The Youth Court has been given new sentencing options for serious young offenders under legislation passed by Parliament today.
Social Development Minister Paula Bennett said the youth justice system worked for 95 percent of offenders -- but it wasn't working for the five percent at the hard end of criminal offending.
"That's about 900 to 1000 young people who are on a fast track to prison," she said.
"We are demanding real accountability from serious young offenders, and we are also offering them practical help to change their behaviour."
Under the law changes, the Youth Court's jurisdiction has been extended to cover the most serious 12-year-old and 13-year-old offenders and it has a wider range of sentencing options.

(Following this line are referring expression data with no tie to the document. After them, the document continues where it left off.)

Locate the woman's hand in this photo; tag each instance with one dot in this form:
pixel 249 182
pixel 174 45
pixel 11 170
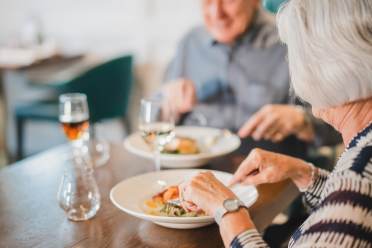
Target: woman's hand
pixel 206 191
pixel 267 167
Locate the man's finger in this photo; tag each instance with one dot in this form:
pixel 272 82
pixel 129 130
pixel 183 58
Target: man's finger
pixel 268 123
pixel 251 125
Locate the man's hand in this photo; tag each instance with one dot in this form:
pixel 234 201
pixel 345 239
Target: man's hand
pixel 181 94
pixel 275 122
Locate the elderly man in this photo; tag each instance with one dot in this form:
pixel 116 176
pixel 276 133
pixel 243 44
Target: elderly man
pixel 232 74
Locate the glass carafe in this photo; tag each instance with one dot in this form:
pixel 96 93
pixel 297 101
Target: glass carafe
pixel 78 193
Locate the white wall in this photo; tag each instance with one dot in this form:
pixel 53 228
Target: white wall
pixel 149 28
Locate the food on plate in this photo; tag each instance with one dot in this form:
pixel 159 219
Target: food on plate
pixel 182 145
pixel 164 204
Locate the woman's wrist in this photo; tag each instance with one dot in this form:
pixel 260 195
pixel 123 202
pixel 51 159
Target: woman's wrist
pixel 234 223
pixel 303 174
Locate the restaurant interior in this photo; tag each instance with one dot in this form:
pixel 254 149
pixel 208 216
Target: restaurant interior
pixel 99 148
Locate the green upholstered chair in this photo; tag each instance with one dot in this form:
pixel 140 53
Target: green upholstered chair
pixel 107 87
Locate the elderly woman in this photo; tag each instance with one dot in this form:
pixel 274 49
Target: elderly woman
pixel 330 58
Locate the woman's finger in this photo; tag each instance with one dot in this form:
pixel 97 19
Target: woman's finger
pixel 247 167
pixel 257 179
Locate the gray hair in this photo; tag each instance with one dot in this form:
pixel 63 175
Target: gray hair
pixel 329 49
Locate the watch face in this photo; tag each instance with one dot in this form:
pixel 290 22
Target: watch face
pixel 231 204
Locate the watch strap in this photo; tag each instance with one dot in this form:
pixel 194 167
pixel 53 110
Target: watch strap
pixel 222 211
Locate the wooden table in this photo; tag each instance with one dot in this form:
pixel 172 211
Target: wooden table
pixel 30 215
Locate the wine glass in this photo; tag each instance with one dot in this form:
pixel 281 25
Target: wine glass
pixel 78 194
pixel 156 125
pixel 74 117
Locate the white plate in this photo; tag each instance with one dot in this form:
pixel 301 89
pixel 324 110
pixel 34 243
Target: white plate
pixel 130 194
pixel 225 145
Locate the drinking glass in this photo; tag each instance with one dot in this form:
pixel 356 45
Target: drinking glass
pixel 74 117
pixel 156 124
pixel 78 194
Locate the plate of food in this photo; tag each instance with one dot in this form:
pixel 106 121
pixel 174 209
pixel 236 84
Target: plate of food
pixel 190 147
pixel 151 197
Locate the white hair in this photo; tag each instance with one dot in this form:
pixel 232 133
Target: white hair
pixel 329 49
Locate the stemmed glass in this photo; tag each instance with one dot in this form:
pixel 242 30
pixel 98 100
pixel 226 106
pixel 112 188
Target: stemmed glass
pixel 156 124
pixel 78 194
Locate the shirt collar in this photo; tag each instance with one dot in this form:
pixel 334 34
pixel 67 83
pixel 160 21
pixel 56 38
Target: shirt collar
pixel 361 136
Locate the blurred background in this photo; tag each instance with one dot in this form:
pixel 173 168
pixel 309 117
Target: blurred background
pixel 43 42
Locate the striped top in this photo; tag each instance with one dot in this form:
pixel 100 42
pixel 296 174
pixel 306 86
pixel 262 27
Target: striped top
pixel 340 201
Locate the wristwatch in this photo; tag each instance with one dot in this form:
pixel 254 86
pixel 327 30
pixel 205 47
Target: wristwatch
pixel 228 206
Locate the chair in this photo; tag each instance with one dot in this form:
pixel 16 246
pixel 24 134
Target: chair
pixel 107 87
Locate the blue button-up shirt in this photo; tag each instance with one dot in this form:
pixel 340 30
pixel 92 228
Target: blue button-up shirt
pixel 233 81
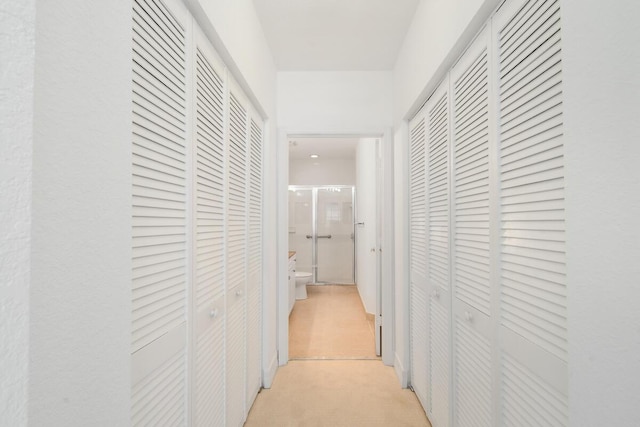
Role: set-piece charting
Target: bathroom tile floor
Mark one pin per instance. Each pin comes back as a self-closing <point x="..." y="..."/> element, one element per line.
<point x="331" y="324"/>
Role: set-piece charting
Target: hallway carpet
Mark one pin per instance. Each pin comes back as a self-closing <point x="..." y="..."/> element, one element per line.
<point x="331" y="324"/>
<point x="336" y="393"/>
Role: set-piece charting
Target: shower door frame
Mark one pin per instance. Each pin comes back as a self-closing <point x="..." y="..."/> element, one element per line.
<point x="314" y="227"/>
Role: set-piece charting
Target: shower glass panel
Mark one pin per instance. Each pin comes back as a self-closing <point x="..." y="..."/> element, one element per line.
<point x="301" y="226"/>
<point x="335" y="248"/>
<point x="321" y="232"/>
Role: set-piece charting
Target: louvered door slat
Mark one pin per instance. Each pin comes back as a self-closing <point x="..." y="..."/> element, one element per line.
<point x="471" y="168"/>
<point x="159" y="181"/>
<point x="254" y="285"/>
<point x="237" y="252"/>
<point x="438" y="255"/>
<point x="438" y="186"/>
<point x="471" y="231"/>
<point x="210" y="156"/>
<point x="533" y="294"/>
<point x="149" y="205"/>
<point x="418" y="257"/>
<point x="534" y="162"/>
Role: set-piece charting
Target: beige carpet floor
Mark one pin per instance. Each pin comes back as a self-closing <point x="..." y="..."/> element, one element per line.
<point x="336" y="393"/>
<point x="331" y="324"/>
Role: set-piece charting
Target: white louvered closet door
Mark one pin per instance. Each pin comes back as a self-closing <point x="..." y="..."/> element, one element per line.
<point x="209" y="344"/>
<point x="237" y="241"/>
<point x="473" y="315"/>
<point x="438" y="255"/>
<point x="533" y="295"/>
<point x="159" y="234"/>
<point x="254" y="284"/>
<point x="418" y="256"/>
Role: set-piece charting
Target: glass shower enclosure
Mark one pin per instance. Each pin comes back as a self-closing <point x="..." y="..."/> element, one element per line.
<point x="321" y="231"/>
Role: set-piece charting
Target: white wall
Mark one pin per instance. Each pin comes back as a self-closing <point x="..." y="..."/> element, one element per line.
<point x="401" y="252"/>
<point x="79" y="372"/>
<point x="322" y="171"/>
<point x="602" y="140"/>
<point x="439" y="32"/>
<point x="17" y="20"/>
<point x="366" y="212"/>
<point x="601" y="107"/>
<point x="353" y="102"/>
<point x="236" y="33"/>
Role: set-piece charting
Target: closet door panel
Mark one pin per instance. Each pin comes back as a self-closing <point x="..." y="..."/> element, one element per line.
<point x="209" y="362"/>
<point x="418" y="256"/>
<point x="472" y="257"/>
<point x="533" y="309"/>
<point x="236" y="274"/>
<point x="438" y="254"/>
<point x="254" y="284"/>
<point x="159" y="213"/>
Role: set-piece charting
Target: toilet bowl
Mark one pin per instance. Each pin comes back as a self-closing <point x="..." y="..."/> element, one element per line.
<point x="302" y="278"/>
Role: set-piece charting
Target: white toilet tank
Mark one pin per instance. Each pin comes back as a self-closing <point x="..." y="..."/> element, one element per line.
<point x="302" y="278"/>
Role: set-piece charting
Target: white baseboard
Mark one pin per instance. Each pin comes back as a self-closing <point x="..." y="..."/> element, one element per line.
<point x="269" y="373"/>
<point x="401" y="372"/>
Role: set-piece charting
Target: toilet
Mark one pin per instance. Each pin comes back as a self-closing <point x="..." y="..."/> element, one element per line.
<point x="302" y="278"/>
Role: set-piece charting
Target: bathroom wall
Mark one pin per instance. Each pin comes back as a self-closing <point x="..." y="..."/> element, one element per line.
<point x="322" y="171"/>
<point x="366" y="213"/>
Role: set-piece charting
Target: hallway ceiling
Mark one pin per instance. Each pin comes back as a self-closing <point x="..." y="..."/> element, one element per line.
<point x="335" y="35"/>
<point x="325" y="147"/>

They include much longer supervision orders and enforced participation in rehabilitation, education and drug and alcohol programmes.
The parents of young offenders can be ordered to attend parenting programmes, so can the young offenders themselves if they have children.
Ms Bennett said it was essential to work much longer with serious young offenders, who were often the product of their environment.
"This is going to make a significant difference to young people's lives, those who have quite frankly been left on the scrapheap of despair that leads to adult jail. We won't give up on them."
Labour MP Jacinda Ardern said the bill was a blunt instrument for a much deeper problem that went back decades.
"If you put those 1000 young people in a room you would see the same characteristics in all of them -- disengagement with education and employment, subject to violence in the home, subject to drug and alcohol abuse and social deprivation," she said.
"We know what the causes and the catalysts are, it's up to us to intervene at the right point."
Ms Ardern said it was known that 80 percent of young offenders were under the influence of drugs or alcohol when they committed crimes.
"What are we doing to intervene before criminal offending occurs? I've seen no deep financial investment in that area."
Maori Party co-leader Pita Sharples had reservations about the bill and said the real issue was the need for adults to show leadership and support young people who were running into trouble.
"They have to know that we care about them...we have to make sure that they can have hope for their futures," he said.
Dr Sharples said unemployment was an important factor in the hopelessness felt by many young people, and Young Maori were the most severely affected.
The bill passed its third reading on a vote of 64 to 58. It was supported by National, ACT and United Future and opposed by Labour, the Greens, Progressives and Maori Party.